The Cherry Orchard - A place that lives only in memory. Our useless garden, our public theater, cannot be based only on numbers and cannot be evaluated only by counting how many cherries it produces from year to year. Otherwise, yesterday as today, we might as well privatize it and make lots of cottages for tourists. If there is no risk it is not Public and does not deserve to be supported by the people. If the only thought is to have more and more, to accumulate in a self-defeating way and to squeeze people next to we, if we believe in this form of slavery in the new millennium, if we stop caring about the quality of our lives through the quality of the lives of others then I wonder what we are doing, still, on a stage. And the actors wonder, too, forsaken to having to beg for attention with long emotional and ephemeral monologues about hundred-year-old closets. to having to self-assert the value of their work. We forgot about them, closed the door to double-locked and left them agonizing after exploiting their service. Here is the last image Chekhov leaves us with in the finale of Garden, the finale of a life spent on the theater. A forgotten "servant" saying to himself, or to the theater he is occupying: Firs: "... you have no strength left, you have nothing left at all, nothing, eh, good to nothing..." Then a tragic violin string to fill the scene. Anton Chekhov, after all this good jam given to him, leaves us with a sad note, as if he no longer feels like laughing. And indeed there is from crying. Or, indeed, from react by believing in the present force of Theater.
Leonardo Lidi
at 11:00
Il gabbiano
Chekhov Project - First Stage
at 15:00
Zio Vanja
Chekhov Project - Second Stage
at 19:00
The Cherry Orchard
Chekhov Project - Third Stage
Please be advised that dates and times may be subject to change.

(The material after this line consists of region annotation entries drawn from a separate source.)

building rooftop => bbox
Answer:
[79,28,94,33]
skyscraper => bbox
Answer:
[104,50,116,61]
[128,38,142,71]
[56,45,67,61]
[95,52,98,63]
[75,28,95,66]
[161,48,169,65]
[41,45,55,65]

See www.festivaldispoleto.com for updates.
He graduated from the School of the Teatro Stabile of Turin in 2012. In his path he alternates between acting and theater directing. In these first ten years of directing work he stands out for his ability and productivity, winning to just 32 years old the Italian theater critics' award. Since September 2021 he has been teaching coordinator of the school of the Teatro Stabile di Torino and since 2022 Artistic Director of the San Ginesio Festival. Among the shows from he directed are. Spettri di Ibsen (Venice Biennale 2018), Williams' The Glass Zoo, Lorca's La casa di Bernarda Alba , D'Annunzio's La città morta, Strindberg's La signorina Giulia (Festival dei Due Mondi 2021) and Molière's Il Misantropo. He also works on contemporary drama texts and inopera opera. In 2022 together with the Teatro Stabile dell'Umbria he begins a trilogy on Anton Čechov. First stage of the three-year project is. Il gabbiano. In the same year he is a finalist candidate for the Ubu Prize for Best Director with La signorina Giulia. In 2023 he directs . Zio Vanja, the second stage of the Čechov Project, a play with which he is a finalist candidate for best director at the Ubu 2023. The last chapter of the trilogy is The Cherry Orchard (2024).